Aquellas palabras también valían para mí. Y Athena —o quien fuera— se volvió hacia Andrea.

—¡Tú!

Se me heló la sangre.

—Tienes que estar preparada para perder el universo que has creado.

—¿Qué es el «universo»?

—Es lo que crees que ya tienes. Has hecho prisionero tu mundo, pero sabes que tienes que liberarlo. Sé que entiendes lo que estoy diciendo, aunque no deseases oírlo.

—Comprendo.

Estaba seguro de que estaban hablando de mí. ¿Sería todo aquello una representación de Athena?

—Se acabó —dijo—. Tráeme al niño.

Viorel no quería ir, estaba asustado con la transformación de su madre; pero Andrea lo cogió cariñosamente de la mano y lo llevó hasta ella.

Athena —o Santa Sofía, o Sherine, no importa quién estuviera allí— hizo lo mismo que había hecho conmigo, tocando con firmeza la nuca del niño.

—No te asustes con las cosas que ves, hijo mío. No intentes apartarlas, porque se van a ir en cualquier caso; aprovecha la compañía de los ángeles mientras puedas. En este momento tienes miedo, pero no tienes tanto miedo como deberías, porque sabes que somos muchos en esta sala. Dejaste de reír y de bailar cuando viste que abrazaba a tu madre, y le pedía que me dejase hablar a través de su boca. Que sepas que ella me dio permiso, o yo no lo habría hecho. Siempre me he aparecido en forma de luz, y sigo siendo esa luz, pero hoy he decidido hablar.

El niño la abrazó.

—Podéis salir. Dejadme a solas con él.

Uno a uno, fuimos saliendo del apartamento, dejándola con el niño. En el taxi que nos llevaba a casa, intenté hablar con Andrea, pero ella me pidió que, si teníamos que hablar de algo, no debíamos referirnos a lo que acababa de ocurrir.

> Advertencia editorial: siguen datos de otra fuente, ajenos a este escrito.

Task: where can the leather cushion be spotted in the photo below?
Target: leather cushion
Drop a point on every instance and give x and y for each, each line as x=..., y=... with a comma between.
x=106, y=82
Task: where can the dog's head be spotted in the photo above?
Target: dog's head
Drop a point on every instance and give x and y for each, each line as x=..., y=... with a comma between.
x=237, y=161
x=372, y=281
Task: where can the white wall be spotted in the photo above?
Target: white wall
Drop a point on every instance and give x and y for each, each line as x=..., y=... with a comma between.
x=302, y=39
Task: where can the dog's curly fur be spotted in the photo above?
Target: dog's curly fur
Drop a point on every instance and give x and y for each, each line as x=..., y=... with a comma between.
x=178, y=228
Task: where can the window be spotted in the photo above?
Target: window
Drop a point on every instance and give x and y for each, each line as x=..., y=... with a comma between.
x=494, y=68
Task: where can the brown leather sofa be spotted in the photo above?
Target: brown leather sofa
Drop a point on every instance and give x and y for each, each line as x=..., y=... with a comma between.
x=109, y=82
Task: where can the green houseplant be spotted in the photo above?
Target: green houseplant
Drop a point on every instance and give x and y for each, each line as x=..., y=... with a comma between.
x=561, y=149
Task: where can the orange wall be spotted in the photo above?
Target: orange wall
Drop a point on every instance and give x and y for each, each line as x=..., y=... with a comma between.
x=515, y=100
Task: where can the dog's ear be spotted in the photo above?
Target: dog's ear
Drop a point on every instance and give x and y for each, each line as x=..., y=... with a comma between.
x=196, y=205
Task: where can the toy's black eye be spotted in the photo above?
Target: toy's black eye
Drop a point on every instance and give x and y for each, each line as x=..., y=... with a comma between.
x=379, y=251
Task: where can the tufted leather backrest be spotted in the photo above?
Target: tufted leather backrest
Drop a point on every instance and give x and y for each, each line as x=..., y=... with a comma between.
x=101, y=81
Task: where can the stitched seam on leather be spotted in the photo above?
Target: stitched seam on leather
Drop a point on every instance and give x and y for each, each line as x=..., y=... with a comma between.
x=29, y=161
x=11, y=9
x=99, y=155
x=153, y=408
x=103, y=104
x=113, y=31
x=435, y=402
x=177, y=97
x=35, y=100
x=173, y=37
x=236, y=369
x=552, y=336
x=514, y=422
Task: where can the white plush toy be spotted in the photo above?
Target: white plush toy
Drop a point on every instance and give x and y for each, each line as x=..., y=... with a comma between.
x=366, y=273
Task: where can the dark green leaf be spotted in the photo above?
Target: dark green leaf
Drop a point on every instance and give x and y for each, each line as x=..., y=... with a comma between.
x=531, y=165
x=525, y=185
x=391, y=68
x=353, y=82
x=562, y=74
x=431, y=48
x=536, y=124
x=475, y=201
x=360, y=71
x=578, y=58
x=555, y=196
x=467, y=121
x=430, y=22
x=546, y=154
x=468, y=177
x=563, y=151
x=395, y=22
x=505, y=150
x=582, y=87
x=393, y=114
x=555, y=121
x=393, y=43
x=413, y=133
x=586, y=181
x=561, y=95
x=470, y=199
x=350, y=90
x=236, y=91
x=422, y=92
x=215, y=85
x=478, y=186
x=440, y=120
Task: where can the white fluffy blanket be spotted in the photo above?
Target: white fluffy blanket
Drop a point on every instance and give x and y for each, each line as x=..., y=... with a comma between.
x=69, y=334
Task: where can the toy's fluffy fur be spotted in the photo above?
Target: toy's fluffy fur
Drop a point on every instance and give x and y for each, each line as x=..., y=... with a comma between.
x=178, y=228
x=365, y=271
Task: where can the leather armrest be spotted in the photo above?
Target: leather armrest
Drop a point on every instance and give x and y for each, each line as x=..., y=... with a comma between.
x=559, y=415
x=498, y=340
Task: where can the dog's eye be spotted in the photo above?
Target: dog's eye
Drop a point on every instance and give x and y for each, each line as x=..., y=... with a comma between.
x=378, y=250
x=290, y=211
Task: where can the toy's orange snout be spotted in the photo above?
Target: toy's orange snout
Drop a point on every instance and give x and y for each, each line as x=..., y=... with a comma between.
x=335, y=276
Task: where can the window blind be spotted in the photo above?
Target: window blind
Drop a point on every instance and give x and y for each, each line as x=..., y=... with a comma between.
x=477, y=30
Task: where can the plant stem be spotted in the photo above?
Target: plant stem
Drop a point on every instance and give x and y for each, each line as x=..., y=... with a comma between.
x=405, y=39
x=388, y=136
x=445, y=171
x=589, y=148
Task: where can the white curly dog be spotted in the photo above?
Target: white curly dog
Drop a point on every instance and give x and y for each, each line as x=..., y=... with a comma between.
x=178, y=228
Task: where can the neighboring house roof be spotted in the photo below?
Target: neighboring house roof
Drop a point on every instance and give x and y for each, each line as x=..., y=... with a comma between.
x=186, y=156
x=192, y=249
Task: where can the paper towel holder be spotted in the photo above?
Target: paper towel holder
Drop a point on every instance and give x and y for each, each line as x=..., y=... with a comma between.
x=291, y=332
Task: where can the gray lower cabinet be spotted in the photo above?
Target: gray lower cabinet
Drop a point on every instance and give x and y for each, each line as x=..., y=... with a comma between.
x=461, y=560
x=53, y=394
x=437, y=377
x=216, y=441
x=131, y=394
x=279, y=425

Me quedé callado. Mi alma se llenó de tristeza: perder a Andrea era muy difícil. Por otro lado, sentí una paz inmensa; los acontecimientos habían provocado los cambios, y yo no tenía que sentarme delante de esa mujer a la que tanto amaba y decirle que también estaba enamorado de otra.

En ese caso, escogí quedarme callado. Llegué a casa, puse la tele, Andrea fue a ducharse. Cerré los ojos, y cuando los abrí, al sala estaba inundada de luz; ya era de día, había dormido casi diez horas seguidas. A mi lado había una nota, en la que Andrea decía que no quería despertarme, que había ido directamente al teatro, pero que había dejado el café preparado. La nota era romántica, adornada con la marca del pintalabios y un pequeño corazón.

Ella no estaba dispuesta ni por asomo a «soltar su universo». Iba a luchar. Y mi vida se iba a convertir en una pesadilla.

Aquella tarde, ella llamó, y su voz no dejaba entrever ninguna emoción especial. Me contó que el actor había ido al médico, lo habían explorado, y habían descubierto que su próstata estaba anormalmente inflamada. El paso siguiente fue un análisis de sangre, con el que detectaron un aumento significativo de un tipo de proteína llamada PSA. Le extrajeron muestras de tejidos para una biopsia, pero, por el cuadro clínico, las posibilidades de que tuviera un tumor maligno eran grandes.

—El médico le dijo: tiene suerte, aunque la situación se presente peliaguda, todavía es posible operar, y hay un 99 por ciento de posibilidades de que se cure.